Los amantes.



               La voz del otro lado del teléfono me dijo que se llamaba Walter, que era amigo de Bea, que ella le había facilitado -así lo dijo, facilitado- mi número y que él era vidente. A mí todo aquello me sonaba a timo, aunque era verdad que hacía poco me habían presentado a Bea y habíamos hecho buenas migas, así que le dije que siguiera hablando. Me dijo que en una sesión de tarot mi destino se había cruzado con el de ella y que pudo verlo tan claramente como veía ahora la calle a través de la ventanilla del coche. Bea es muy dada a adivinos, augures y todo lo que fuera esoterismo. Yo, sin embargo, soy más bien escéptica con todo lo que carezca de una explicación lógica pero reconozco que mi curiosidad no paraba de aumentar. La voz al otro lado del teléfono siguió con su explicación; me dijo que había visto que estaba liada con un hombre casado y que su mujer, además, se había enterado de la infidelidad. Vaya, ahí sí que me dio. ¿Cómo podía saber esto si yo no se lo había dicho a nadie, ni siquiera a mis mejores amigas? Además, Juan era el hombre casado más discreto que jamás había conocido. Nos conocimos en un bar y fue un flechazo. Desde el principio habíamos acordado que lo nuestro fuera solo sexo; buen sexo, eso sí, pero sin ataduras, compromisos, fotos acaramelados, aniversarios o preguntas.
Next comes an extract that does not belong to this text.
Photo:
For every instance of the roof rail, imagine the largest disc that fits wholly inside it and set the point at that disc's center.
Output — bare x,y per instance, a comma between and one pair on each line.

                   El silencio en el teléfono ya duraba demasiado así que espoleada por la curiosidad le pedí a Walter -¿se llamaba así?- me dijo que la mujer de mi amante estaba un poco loca pero que esto la había enloquecido del todo, que había decidido matarme y que no era la primera vez que hacía algo parecido porque su marido era muy dado en caer en la infidelidad pero que, por lo visto, ella siempre acababa enterándose y siempre liquidaba de una manera definitiva el problema. De repente sentí frío. Walter me dijo que en las cartas había visto que ya había contratado a un profesional para acabar con este asunto y que hoy era el día elegido, que si no andaba rápida, me quedaban apenas unos minutos de vida y se ofreció a ayudarme en este trance. Me dijo que me asomara a la ventana y que desde allí le describiera a los hombres que viera, que él me diría cuál era el asesino. Mi sentido común me decía que colgara y llamara a la policía pero a estas alturas de la conversación mi sentido común era mucho menor que mi curiosidad y miré por la ventana. Mi madre siempre me decía que la curiosidad mató al gato. ¡Cuánta razón tenía mi madre! Aunque ahora, tumbada en el suelo del salón, con un balazo en la mitad del pecho y desangrándome, no me sirva de mucho reconocerlo. A mi lado podía oír aún la voz de Walter, si es que en realidad se llama así, a través del teléfono dándome las gracias por facilitarle el trabajo. Siempre es mejor disparar desde fuera que tener que entrar. Así se evitan las huellas y los rastros biológicos. Por cierto, Carol, olvidé decirle que, además de echador de cartas, también me dedico a solucionar ciertos problemas digamos un tanto incómodos y desagradables y Bea era una de mis mejores clientas. Uno ha de ganarse la vida como pueda y ya sabe usted lo difícil que es vivir. ¿Me lo va a decir a mí?, pensé mientras mi corazón dejaba de latir y ya no podía escuchar a mi asesino.